B. burgdorferi Western blotting


Figure 1. Western blots of B. burgdorferi B31 strain: The blots were:
(1) stained with amino black, (2) reacted with rabbit antisera, (3)
with goat antisera, (4-7) with various monoclonal antibodies, and (8)
with pooled patient sera. Reproduced by permission from Ma B, Christen
B, Leung D, Vigo-Pelfrey C. Serodiagnosis of Lyme borreliosis by
Western immunoblot: reactivity of various significant antibodies
against B. burgdorferi. J Clin Microbiol 1992; 30: 370-76.

The immunoblot or Western blot (Figure 1) for B. burgdorferi is the
most useful antibody test available when performed in a quality
laboratory by experienced testing personnel. It is necessary to
evaluate separately both the IgM and IgG antibodies of B. burgdorferi.
The study by Ma et al (35) gives an excellent overview of the technique
and provides comprehensive information about the antibodies seen in
Lyme disease patients versus the normal and non-Lyme disease groups.
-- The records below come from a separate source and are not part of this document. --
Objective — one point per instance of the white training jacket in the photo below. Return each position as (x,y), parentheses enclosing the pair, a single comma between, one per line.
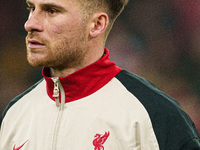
(100,107)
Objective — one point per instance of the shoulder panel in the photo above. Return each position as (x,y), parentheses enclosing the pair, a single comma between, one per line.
(172,126)
(17,98)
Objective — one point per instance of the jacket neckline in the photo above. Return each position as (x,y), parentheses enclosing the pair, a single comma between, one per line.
(85,81)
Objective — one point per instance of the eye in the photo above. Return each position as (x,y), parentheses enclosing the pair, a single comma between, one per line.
(51,11)
(30,8)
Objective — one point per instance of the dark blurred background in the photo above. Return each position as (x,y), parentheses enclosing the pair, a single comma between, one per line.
(157,39)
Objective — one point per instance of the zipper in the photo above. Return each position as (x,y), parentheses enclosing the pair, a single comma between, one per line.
(58,91)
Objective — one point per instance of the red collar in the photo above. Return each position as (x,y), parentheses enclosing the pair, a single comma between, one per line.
(85,81)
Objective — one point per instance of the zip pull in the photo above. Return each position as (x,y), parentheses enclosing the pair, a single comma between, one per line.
(56,91)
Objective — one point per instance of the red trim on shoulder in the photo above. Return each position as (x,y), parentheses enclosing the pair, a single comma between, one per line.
(85,81)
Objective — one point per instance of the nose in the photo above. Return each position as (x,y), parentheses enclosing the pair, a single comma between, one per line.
(34,22)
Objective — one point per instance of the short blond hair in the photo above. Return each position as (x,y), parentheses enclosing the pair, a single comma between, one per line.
(112,8)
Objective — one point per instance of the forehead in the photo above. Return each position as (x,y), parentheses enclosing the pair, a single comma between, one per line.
(61,3)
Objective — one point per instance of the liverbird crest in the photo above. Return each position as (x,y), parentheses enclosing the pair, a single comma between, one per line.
(100,140)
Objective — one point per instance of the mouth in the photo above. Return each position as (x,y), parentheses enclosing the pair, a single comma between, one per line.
(35,44)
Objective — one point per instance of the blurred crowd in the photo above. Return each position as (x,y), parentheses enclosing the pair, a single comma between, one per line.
(157,39)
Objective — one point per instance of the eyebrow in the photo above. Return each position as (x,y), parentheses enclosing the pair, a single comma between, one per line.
(47,5)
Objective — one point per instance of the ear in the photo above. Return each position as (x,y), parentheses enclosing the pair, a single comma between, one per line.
(98,24)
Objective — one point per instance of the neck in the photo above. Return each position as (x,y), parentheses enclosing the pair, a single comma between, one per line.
(89,59)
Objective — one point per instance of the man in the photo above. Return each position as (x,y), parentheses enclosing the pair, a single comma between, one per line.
(85,101)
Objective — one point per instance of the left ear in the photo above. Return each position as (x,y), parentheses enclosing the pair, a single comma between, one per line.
(99,24)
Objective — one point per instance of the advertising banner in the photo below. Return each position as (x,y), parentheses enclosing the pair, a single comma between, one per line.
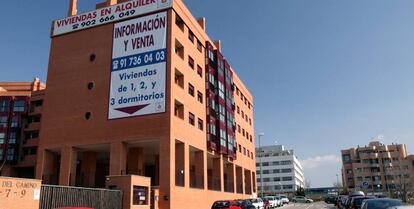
(138,71)
(108,14)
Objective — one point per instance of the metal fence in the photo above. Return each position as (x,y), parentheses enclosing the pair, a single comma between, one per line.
(52,197)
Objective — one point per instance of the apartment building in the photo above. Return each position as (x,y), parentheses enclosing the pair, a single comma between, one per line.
(139,88)
(20,114)
(377,168)
(281,170)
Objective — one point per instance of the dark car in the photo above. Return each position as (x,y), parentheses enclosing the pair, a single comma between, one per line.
(266,203)
(244,204)
(330,199)
(226,204)
(356,202)
(338,200)
(380,203)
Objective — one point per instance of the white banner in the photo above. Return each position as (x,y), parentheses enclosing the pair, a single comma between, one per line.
(108,14)
(138,72)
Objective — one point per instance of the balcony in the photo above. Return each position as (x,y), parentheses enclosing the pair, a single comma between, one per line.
(35,110)
(27,161)
(32,126)
(31,142)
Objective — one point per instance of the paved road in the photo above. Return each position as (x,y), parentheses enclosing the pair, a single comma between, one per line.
(316,205)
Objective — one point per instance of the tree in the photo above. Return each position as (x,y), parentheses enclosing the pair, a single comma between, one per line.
(339,187)
(307,184)
(300,191)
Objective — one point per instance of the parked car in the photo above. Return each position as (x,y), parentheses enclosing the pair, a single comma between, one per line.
(402,207)
(244,204)
(342,204)
(258,203)
(226,204)
(331,199)
(279,201)
(302,199)
(338,200)
(356,202)
(266,203)
(274,202)
(380,203)
(284,199)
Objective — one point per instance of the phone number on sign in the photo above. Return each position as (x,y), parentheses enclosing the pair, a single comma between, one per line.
(102,20)
(138,60)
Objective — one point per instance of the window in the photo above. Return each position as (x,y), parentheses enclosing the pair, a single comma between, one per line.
(287,178)
(179,78)
(15,122)
(287,162)
(287,170)
(140,195)
(3,121)
(179,22)
(190,89)
(346,158)
(191,36)
(199,46)
(191,119)
(4,106)
(19,106)
(179,109)
(200,97)
(10,154)
(12,138)
(179,49)
(2,137)
(200,124)
(199,71)
(191,62)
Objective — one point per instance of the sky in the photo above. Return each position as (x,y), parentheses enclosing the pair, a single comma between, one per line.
(325,75)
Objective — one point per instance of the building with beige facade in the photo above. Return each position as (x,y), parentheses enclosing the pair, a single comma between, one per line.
(139,88)
(378,168)
(20,115)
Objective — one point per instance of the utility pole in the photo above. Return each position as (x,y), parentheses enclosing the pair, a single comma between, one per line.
(260,161)
(337,184)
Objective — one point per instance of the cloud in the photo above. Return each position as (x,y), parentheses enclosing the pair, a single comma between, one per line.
(318,161)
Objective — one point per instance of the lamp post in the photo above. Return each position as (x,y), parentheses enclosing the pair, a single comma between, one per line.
(260,161)
(337,184)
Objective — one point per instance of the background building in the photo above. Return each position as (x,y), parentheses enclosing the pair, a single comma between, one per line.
(20,115)
(194,138)
(281,170)
(377,168)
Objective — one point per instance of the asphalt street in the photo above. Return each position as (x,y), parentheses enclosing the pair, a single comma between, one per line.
(316,205)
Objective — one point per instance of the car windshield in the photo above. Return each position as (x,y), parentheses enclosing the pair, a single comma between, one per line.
(358,201)
(221,204)
(382,204)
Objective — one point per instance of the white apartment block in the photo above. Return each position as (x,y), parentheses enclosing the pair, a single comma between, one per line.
(281,170)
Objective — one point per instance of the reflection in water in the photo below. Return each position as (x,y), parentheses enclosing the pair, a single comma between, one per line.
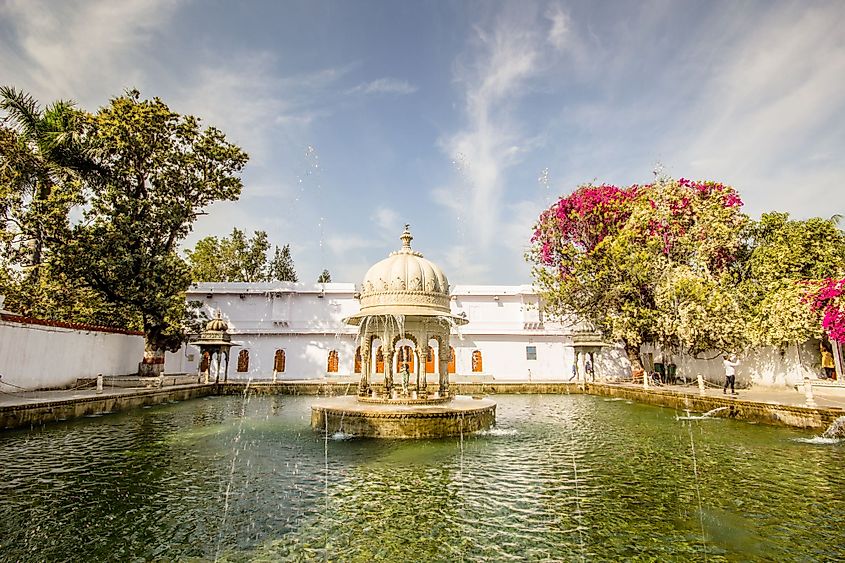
(561,478)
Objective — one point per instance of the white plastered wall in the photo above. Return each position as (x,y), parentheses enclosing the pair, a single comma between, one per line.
(44,357)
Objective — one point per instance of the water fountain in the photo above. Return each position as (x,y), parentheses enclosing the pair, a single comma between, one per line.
(404,299)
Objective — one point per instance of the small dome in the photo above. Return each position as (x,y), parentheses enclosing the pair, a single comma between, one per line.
(405,283)
(217,324)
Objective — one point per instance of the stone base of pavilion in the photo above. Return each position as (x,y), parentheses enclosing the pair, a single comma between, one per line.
(348,415)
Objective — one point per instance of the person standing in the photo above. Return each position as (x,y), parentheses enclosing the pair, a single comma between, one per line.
(730,373)
(828,363)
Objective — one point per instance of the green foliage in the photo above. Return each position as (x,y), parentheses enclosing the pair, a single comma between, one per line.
(238,259)
(661,272)
(157,170)
(281,266)
(45,158)
(787,260)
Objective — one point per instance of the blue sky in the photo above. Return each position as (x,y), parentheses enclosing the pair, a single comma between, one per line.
(463,119)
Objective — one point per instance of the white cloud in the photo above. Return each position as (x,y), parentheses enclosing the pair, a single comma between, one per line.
(384,86)
(79,50)
(774,103)
(496,74)
(387,222)
(341,245)
(559,32)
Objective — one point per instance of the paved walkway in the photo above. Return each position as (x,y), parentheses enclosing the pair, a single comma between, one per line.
(37,397)
(825,397)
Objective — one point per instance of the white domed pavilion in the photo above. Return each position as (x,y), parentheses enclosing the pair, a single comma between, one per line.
(405,305)
(404,308)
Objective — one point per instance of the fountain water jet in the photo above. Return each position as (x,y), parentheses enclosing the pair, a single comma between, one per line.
(404,298)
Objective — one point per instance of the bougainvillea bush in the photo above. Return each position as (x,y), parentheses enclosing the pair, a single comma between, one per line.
(626,259)
(678,263)
(829,301)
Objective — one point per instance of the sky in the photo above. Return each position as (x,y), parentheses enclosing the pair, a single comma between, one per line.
(463,119)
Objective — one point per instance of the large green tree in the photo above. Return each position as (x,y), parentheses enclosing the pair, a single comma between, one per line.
(157,170)
(644,263)
(787,262)
(45,160)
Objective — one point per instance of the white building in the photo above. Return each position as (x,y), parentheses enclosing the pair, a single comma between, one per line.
(294,331)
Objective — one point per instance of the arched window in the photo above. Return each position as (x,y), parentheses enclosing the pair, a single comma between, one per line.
(379,360)
(279,361)
(406,357)
(243,361)
(333,362)
(476,362)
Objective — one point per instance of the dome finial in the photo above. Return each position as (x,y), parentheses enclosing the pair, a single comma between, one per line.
(406,237)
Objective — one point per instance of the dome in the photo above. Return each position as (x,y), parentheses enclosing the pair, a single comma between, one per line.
(217,324)
(405,283)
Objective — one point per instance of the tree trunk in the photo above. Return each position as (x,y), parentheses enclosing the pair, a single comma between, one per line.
(153,363)
(633,353)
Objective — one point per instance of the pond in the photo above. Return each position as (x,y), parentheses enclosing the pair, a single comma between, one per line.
(560,478)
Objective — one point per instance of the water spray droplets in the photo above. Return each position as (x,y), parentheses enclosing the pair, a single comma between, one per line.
(544,179)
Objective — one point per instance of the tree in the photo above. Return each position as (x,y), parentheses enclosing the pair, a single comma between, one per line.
(238,259)
(42,158)
(45,158)
(157,170)
(644,263)
(788,277)
(281,266)
(230,259)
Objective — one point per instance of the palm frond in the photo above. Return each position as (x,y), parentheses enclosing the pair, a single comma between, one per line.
(22,110)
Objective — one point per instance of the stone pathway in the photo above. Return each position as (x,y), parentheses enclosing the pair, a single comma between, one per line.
(38,397)
(824,397)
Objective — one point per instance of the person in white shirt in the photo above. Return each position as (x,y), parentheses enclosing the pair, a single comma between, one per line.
(730,373)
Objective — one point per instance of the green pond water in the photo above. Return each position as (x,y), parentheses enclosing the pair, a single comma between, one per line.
(561,478)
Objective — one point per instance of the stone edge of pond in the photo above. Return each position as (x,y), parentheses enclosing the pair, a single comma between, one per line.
(36,414)
(741,409)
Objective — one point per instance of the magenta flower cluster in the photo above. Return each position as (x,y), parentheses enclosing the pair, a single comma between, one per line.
(581,221)
(827,299)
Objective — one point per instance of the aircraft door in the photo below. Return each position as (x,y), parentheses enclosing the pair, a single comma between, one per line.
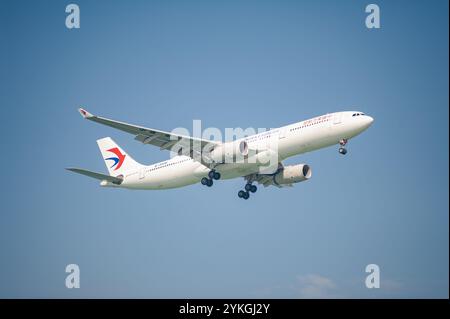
(337,118)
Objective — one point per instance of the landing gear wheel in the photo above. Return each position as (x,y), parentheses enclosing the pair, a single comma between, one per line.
(342,151)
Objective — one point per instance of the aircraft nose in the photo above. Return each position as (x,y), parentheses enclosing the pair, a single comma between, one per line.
(368,120)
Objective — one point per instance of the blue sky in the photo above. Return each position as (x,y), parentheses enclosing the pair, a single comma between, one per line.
(162,64)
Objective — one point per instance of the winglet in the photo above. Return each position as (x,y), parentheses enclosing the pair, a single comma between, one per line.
(85,113)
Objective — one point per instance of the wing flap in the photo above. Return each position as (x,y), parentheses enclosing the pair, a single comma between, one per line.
(99,176)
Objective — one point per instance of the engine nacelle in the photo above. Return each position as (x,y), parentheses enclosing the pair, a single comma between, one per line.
(229,152)
(293,174)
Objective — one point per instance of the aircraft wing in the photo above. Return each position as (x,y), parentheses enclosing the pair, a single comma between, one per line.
(163,140)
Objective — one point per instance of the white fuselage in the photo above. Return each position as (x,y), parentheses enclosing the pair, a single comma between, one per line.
(293,139)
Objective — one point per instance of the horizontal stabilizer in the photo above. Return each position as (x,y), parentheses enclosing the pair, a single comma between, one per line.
(102,177)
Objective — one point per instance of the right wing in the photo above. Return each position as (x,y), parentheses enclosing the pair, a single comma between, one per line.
(102,177)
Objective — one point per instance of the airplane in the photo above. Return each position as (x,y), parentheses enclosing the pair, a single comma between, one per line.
(217,160)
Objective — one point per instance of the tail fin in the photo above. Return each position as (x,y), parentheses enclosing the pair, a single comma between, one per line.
(116,159)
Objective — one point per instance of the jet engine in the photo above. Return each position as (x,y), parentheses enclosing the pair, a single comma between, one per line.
(293,174)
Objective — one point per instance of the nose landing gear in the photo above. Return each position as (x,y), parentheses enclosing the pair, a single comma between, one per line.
(342,149)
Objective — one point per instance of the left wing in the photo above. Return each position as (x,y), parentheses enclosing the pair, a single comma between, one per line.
(163,140)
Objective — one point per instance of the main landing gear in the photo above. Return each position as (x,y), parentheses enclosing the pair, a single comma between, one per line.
(342,149)
(249,188)
(212,175)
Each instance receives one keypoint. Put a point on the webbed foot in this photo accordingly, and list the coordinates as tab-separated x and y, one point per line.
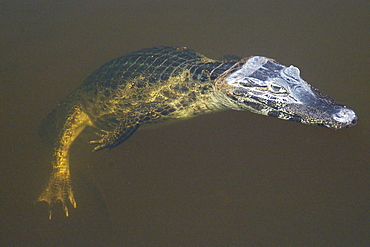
58	189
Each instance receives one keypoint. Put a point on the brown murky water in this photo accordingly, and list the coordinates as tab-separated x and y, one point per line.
228	179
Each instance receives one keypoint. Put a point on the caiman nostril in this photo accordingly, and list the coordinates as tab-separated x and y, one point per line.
344	115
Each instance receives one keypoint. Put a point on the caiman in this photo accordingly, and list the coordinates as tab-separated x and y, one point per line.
155	85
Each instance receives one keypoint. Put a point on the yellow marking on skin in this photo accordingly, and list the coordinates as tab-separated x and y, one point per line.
59	186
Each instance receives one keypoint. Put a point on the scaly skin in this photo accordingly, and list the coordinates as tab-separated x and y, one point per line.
172	83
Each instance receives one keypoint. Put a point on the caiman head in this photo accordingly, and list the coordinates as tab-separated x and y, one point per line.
264	86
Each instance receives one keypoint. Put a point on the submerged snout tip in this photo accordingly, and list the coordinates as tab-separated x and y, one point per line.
345	116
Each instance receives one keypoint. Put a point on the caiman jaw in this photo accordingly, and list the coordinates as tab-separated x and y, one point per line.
264	86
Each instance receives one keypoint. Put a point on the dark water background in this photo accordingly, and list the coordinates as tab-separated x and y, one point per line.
227	179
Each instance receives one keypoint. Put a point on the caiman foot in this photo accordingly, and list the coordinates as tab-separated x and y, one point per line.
58	189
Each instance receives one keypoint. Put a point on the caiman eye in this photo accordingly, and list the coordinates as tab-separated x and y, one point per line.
277	89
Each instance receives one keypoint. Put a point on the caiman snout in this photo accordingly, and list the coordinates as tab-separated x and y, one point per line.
345	117
264	86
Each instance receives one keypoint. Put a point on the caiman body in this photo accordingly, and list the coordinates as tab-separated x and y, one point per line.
173	83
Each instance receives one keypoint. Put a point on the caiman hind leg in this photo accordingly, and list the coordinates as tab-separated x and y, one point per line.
111	139
126	126
59	186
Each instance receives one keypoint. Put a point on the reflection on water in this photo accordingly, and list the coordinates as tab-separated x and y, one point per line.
233	178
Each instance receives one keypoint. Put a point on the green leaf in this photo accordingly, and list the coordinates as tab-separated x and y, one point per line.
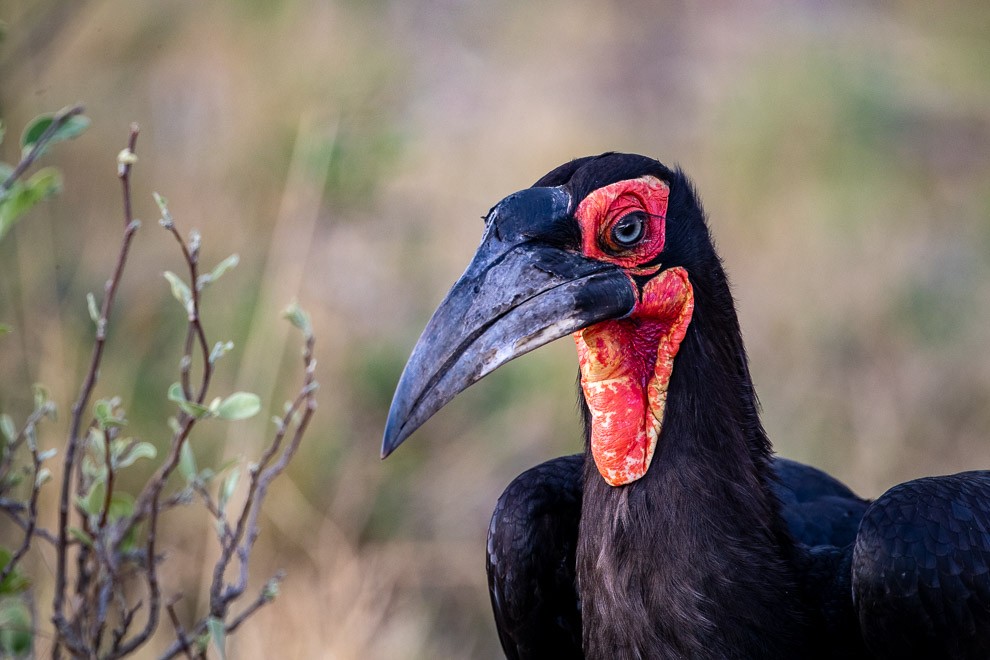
44	476
16	582
187	462
81	536
72	127
179	289
8	428
133	451
92	502
42	397
24	195
239	405
121	505
220	349
105	411
16	636
228	486
162	203
191	408
299	318
94	312
217	272
218	635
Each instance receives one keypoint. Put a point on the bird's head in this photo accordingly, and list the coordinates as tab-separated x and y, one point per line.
605	248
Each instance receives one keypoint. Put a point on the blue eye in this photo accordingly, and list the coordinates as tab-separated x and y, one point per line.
629	229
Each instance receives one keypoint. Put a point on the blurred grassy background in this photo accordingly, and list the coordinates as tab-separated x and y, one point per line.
346	149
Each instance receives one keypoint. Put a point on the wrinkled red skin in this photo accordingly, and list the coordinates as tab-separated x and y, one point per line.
626	363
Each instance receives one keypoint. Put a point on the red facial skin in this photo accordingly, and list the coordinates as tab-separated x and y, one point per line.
626	363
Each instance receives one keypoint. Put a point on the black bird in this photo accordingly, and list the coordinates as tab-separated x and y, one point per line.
677	534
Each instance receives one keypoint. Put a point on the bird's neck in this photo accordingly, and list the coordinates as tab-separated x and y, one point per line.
692	559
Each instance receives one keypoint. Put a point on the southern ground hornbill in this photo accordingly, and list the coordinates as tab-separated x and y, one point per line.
677	534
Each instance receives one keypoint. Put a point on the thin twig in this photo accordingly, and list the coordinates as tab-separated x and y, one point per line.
32	514
64	633
180	632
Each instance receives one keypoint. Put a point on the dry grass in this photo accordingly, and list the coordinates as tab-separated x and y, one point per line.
345	150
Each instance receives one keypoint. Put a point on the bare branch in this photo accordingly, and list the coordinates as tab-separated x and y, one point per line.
64	633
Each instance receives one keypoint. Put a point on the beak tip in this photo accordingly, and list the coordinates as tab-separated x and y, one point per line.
395	433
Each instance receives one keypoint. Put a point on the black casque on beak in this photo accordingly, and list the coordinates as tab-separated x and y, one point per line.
520	291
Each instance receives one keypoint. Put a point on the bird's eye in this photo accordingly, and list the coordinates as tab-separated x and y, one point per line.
629	229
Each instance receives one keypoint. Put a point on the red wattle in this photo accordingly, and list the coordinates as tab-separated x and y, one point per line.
625	370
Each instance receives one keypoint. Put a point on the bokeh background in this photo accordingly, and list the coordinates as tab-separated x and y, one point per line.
346	150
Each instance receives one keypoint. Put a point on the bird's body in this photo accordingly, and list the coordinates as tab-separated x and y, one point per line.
677	534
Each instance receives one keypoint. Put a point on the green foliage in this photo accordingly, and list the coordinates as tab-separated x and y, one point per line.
204	280
299	318
16	635
22	196
35	130
239	405
14	583
18	197
218	635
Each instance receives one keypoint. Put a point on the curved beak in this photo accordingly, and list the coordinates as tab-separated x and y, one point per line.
517	294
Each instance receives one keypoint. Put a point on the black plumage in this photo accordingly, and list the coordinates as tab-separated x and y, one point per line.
718	549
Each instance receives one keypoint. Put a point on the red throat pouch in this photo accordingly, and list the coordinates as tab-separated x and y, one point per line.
625	370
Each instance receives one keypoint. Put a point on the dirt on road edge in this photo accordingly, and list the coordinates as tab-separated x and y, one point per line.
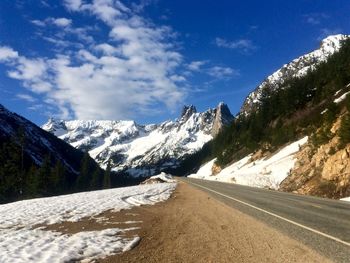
193	227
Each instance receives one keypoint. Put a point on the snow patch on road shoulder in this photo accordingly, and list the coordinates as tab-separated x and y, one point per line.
21	242
264	173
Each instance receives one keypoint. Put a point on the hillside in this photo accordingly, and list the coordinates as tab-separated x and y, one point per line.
309	98
143	150
35	163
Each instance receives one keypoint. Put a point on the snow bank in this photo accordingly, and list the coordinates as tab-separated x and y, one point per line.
20	242
346	199
265	173
341	98
164	177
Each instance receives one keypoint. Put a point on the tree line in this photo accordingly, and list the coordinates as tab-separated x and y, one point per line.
21	178
283	115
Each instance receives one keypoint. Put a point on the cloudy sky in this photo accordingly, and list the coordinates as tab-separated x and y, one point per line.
145	59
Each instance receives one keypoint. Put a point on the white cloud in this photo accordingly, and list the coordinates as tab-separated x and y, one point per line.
73	5
222	72
196	65
38	22
25	97
7	53
61	22
244	45
134	71
325	32
315	18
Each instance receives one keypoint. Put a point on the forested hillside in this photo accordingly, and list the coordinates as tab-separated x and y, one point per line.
34	163
301	106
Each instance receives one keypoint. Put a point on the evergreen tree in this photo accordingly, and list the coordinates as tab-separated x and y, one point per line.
57	178
107	176
96	179
344	130
83	180
32	182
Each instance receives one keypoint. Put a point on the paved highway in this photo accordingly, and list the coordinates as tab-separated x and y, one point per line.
322	224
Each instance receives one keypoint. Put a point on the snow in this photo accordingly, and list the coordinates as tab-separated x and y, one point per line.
164	177
296	68
341	98
346	199
264	173
21	241
131	146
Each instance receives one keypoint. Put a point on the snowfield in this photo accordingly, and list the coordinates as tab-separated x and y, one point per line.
21	241
346	199
264	173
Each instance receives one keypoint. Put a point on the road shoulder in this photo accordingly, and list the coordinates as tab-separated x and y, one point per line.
193	227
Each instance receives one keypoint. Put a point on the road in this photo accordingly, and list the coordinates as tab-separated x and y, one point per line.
321	224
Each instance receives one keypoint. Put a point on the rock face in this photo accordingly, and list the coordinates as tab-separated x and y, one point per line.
324	171
38	143
223	117
143	150
296	68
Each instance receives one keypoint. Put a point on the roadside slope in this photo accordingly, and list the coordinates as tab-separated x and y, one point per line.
193	227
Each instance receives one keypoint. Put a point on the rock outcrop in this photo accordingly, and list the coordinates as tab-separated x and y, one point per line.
324	171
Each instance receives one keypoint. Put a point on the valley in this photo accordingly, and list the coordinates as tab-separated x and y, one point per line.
174	131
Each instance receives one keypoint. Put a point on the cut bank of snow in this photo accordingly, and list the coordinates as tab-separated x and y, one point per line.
346	199
265	173
21	242
341	98
164	177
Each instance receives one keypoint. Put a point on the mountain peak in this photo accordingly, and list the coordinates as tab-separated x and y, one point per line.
294	69
187	111
223	117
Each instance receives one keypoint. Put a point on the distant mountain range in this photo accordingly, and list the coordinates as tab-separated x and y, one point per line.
143	150
296	68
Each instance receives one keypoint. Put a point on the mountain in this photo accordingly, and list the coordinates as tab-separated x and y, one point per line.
293	131
143	150
296	68
38	143
35	163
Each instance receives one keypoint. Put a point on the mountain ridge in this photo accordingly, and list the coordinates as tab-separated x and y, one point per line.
143	150
298	67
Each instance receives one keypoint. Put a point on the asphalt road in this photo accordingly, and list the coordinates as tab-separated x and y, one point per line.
321	224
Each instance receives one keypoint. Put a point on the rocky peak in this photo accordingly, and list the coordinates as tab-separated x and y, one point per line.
54	126
223	117
294	69
187	111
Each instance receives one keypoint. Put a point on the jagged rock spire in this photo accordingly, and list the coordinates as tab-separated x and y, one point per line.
187	111
223	117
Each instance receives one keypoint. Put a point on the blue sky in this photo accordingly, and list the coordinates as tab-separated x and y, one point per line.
143	60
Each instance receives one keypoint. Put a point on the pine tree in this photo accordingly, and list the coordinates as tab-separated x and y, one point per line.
344	130
32	182
43	174
57	178
107	176
96	179
83	179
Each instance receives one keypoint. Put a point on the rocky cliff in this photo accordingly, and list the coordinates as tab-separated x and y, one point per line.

Figure 2. Western blots to B. burgdorferi from various patients with
Lyme disease Lanes 1-48 are IgG/IgM blots from clinically confirmed
patients with various levels of antibodies. Lanes 48-57 are IgM-only
blots. Reproduced by permission from Ma B, Christen B, Leung D,
Vigo-Pelfrey C. Serodiagnosis of Lyme borreliosis by Western immunoblot
reactivity of various significant antibodies against B. burgdorferi. J
Clin Microbial 1992; 30: 370-376.

Figure 2 illustrates a group of IgG-IgM Western blots (lanes 1-48) from
clinically confirmed Lyme patients with various levels of antibodies to
B. burgdorferi. In this figure are IgM Western blots to B. burgdorferi
(lanes 48-57). While some of these patients have different patterns of
antibody reactivity, all were confirmed, clinically positive Lyme
patients with physician-diagnosed EM. The variability in the Western
blot is characteristic of the variability observed in the immune
response of other diseases (eg, Hashimoto's thyroiditis, SLE, Sjogren's
syndrome, scleroderma). Our own clinical study of 186 defined patients
and 320 negative controls (Figure 3) demonstrated excellent sensitivity
and specificity for IgM using any two of the following bands: 23-25 kDa
(Osp C), 31 kDa (Osp A), 34 kDa (Osp B), 39 kDa and 41 kDa (35). This
study also demonstrated good specificity and sensitivity for IgG using
any two of the above bands. The 83/93 kDa antibody could also be
included as one of two IgG bands.



Figure 3. Comparison of antibody reactivity to various B. burgdorferi
antigens. The dark bars are from 186 patients with clinically confirmed
Lyme disease and the light bars are from 320 normal controls.
Reproduced by permission from Ma B, Christen B, Leung D, Vigo-Pelfrey
C. Serodiagnosis of Lyme borreliosis by Western immunoblot: reactivity
of various significant antibodies against B. burgdorferi. J Clin
Microbial 1992; 30: 370-76.

It is difficult for each laboratory to perform clinical studies and
establish its own ranges for normal and disease populations. For this
reason, the CDC assembled a group of academic scientists with the
assistance of the FDA and the Association of State and Territorial
Public Health Laboratory Directors (ASTPHLD) to reach a consensus on
certain criteria for the Western blot. After several meetings they
arrived at the CDC/ASPHLD consensus criteria presented in Table 2
(7,36). These criteria were based in large part on the work of Dressler
et al (37), using well-defined patients with active Lyme arthritis or
neuroborreliosis. Interestingly, in their publication none of the three
CDC/ASPHLD recommended strains of B. burgdorferi (B31, 297 and 2591)
were used. Rather, they used G39/40 with a 10% acrylamide gel, although
a gel with less than 11% of acrylamide does not have enough resolution
nor definition of all the important antigens of B. burgdorferi.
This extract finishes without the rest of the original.